Crushes, romance and the opposite of stereotypical masculinity are part of the plot as the crew works in this world and others. Hunter, the carpenter of the crew who has a pink rotary hammer, has a crush on new kid Jory that leaves him blushing almost every other panel. The Backstagers all experience emotions, sometimes in big ways, sometimes in small ways, like when Aziz, usually calm and collected, takes a moment to exhale and cry. As Jon Erik Christianson says in his article for BookRiot from 2017, Blushing Boys, The Backstagers and Toxic Masculinity, "Tynion's script portrays the boys' many feelings as strength - in their communication, compassion, teamwork, friendships, and heroism. Other male-centered properties would paint these moments as as a punchline or weakness. The only Patriarchy Approved™ male emotion is anger, because the it's used to precipitate punching or vengeance (that often involves punching). And there is anger in The Backstagers, but it's not used as a sexy precipitant for sexy violence; it's portrayed as a messy, frustrating emotion that's not superior to reason."
And then there is Beckett, the "mad lighting genius" of the crew. In Volume Two of The Backstagers, The Show Must Go On, the crew hear a cry for help from the backstage beyond and head in to help. There they encounter the techies of Penitent Angels, the all girl's school Beckett went to before transferring to St. Genesius's sophomore year.
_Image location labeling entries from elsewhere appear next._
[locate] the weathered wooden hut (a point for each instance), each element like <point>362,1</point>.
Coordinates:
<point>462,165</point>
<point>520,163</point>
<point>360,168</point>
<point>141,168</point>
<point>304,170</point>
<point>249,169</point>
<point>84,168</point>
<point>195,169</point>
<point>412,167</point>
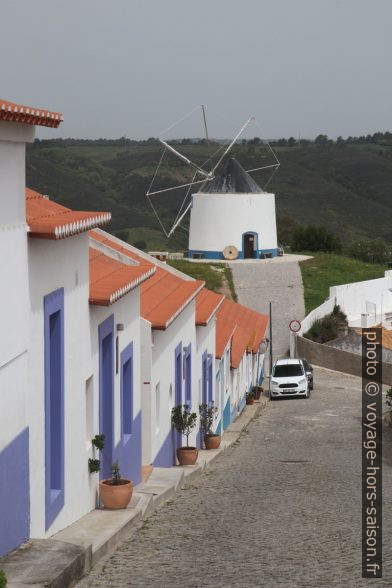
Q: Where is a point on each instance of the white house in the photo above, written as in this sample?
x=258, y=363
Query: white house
x=232, y=217
x=70, y=351
x=97, y=338
x=170, y=357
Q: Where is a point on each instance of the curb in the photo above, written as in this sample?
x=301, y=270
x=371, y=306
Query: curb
x=98, y=533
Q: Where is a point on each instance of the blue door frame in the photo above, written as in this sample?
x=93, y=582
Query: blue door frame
x=178, y=386
x=54, y=404
x=106, y=393
x=209, y=380
x=188, y=376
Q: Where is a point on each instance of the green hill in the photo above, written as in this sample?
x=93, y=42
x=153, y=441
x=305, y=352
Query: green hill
x=344, y=186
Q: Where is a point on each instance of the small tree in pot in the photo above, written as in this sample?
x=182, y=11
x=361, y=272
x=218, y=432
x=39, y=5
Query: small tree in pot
x=249, y=398
x=184, y=422
x=115, y=492
x=207, y=416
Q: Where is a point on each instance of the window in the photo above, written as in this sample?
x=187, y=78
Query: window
x=127, y=390
x=54, y=404
x=170, y=399
x=157, y=406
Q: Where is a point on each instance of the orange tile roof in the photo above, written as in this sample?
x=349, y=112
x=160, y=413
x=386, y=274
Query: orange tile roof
x=247, y=327
x=110, y=279
x=29, y=115
x=165, y=295
x=49, y=220
x=207, y=303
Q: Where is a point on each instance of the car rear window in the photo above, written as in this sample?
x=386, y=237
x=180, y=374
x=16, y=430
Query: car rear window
x=287, y=371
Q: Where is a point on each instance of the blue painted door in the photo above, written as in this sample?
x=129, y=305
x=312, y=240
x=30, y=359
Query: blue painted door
x=188, y=377
x=209, y=380
x=130, y=447
x=204, y=378
x=178, y=387
x=106, y=394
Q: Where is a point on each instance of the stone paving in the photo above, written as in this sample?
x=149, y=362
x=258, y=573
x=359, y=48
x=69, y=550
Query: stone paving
x=277, y=280
x=279, y=508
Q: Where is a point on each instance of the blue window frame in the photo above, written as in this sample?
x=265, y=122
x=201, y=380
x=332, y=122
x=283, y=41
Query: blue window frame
x=54, y=404
x=127, y=391
x=106, y=393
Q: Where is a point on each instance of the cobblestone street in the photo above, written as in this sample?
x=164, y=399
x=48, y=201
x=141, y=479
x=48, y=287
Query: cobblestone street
x=280, y=508
x=278, y=280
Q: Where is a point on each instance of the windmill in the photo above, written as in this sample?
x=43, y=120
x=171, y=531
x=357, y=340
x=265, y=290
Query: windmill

Beckett being transgender is never part of the plot, it just is. As C.K. Stewart says in his article for Paste, Authentic Trans & Nonbinary Representation in Comics Requires More Than Just a Plot Twist, "The Backstagers doesn't shy away from details that make it clear that Beckett wasn't always the Beckett of today, but there's never a moment where it's painted as a startling revelation." Stewart goes on to lift up Beckett and Tyrion and Sygh, writing, "Trans stories primarily guided by cis writers often center around trans identity in ways that are easiest for cis writers to grasp, giving us those moments of too normal to tell, or stories about bigotry and discrimination. There's a subtle undercurrent at times that the real trans struggle is just surviving long enough for no one to be able to tell we're trans anymore, with no exploration of the ambient hiccups of transition. . . The Backstagers doesn't shy away from details that make it clear that Beckett wasn't always the Beckett of today, but there's never a moment where it's painted as a startling revelation."
With The Backstagers transition to middle grade novel, Mientus creates a third-person omniscient narrator to tell the story of the backstage crew at St. Genesius's with Sygh offering spot illustrations that evoke the world of the graphic novels. While exploring the backstories of the crew, he also introduces a new character, Reo, who is Japanese/Irish. And a witch. Picking up where Volume 2 ended (The Backstagers is an 8 issue series, collected into two volumes with a third volume consisting of special holiday issues) Mientus starts with the cast party for Lease, the show being put on in Volume 2. The Onstagers pull out a spirit board and things take a turn for the worse when the Ghost Light - the light that keeps the ghosts aways - gets broken. You don't have to have read the graphic novels to enjoy Mientus's expansion of the amazing world created by Tyrion and Sygh, but if you haven't, you will definitely want to spend more time with this crew!